Exit Strategies for Retiree Health Plans
March 1, 2005
Providing fully subsidized retiree health benefits is no longer tenable. The only question is how to correct the problem without ending up in court.
Retiree health benefits are yet another piece of the historic industrial landscape that will soon slip over the horizon. The plans have long outlived their original purpose as a tool to help regulate turnover, but they continue to generate huge liabilities for the companies that provide them. Employers are aggressively seeking strategies for shedding plans that were once considered a critical part of the retirement benefit package.
"As each year passes, retiree medical coverage becomes more rare at U.S. companies," notes Steven J. Friedman, chairperson of the employee benefits practice group at the New York City office of Littler Mendelson, a labor and employment law firm headquartered in San Francisco. "Companies are getting crushed by the mounting costs of health care. For active employees, employers' costs are quite high; for retirees, employers' costs are devastating."
Reporting requirements for retiree health plan liabilities have exacerbated the problem. The trend toward eliminating lifetime benefits started in 1992, when the FASB adopted Standard 106, notes D. Michael Reilly, partner and co-chair of the labor and employment department at law firm Lane Powell PC in Seattle. "This new rule required employers to recognize the cost of retiree benefits for current and future retirees in the current year, rather than the year the costs were actually incurred," he explains. "Since then, many employers have ended the lifetime benefit."
The liabilities are staggering, and the damage to balance sheets is severe. Almost half of Fortune 1000 companies provide retiree health benefits, and their total liability for future costs is $470.6 billion, according to the Employment Policy Foundation. If premiums continue to increase at current rates, the retiree health liability for the Fortune 1000 will reach $900 billion by 2008. The Fortune 100 companies account for $250.2 billion of this amount, and their combined retiree health and pension obligations total $1 trillion.
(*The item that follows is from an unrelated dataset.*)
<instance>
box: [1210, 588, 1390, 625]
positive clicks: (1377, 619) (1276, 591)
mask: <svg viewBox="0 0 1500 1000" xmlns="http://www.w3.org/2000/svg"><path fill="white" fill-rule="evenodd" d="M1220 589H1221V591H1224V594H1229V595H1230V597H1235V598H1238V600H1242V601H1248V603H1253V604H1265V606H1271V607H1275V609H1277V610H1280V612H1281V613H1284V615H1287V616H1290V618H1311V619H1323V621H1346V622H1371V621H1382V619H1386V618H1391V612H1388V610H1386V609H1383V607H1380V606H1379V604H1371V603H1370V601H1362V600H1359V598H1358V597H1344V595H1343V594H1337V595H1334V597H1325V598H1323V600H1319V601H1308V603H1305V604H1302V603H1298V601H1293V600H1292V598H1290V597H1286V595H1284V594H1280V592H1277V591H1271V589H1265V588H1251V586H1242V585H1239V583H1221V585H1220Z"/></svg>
"Employers with and without collective bargaining contracts have taken steps to limit their expenses, and both labor and management recognize the challenges faced by businesses that bear these costs in a global, highly competitive economy," says Joe Martingale, national health care strategy leader at New York City-based Watson Wyatt Worldwide, a global consulting firm. "Nonunion employers have been able to move more quickly to redesign their retiree medical programs and are focusing on providing future retirees with support in finding access to health coverage and in developing resources to pay for that coverage." Unionized employers are examining their collective bargaining agreements for ambiguous language that may provide a way out.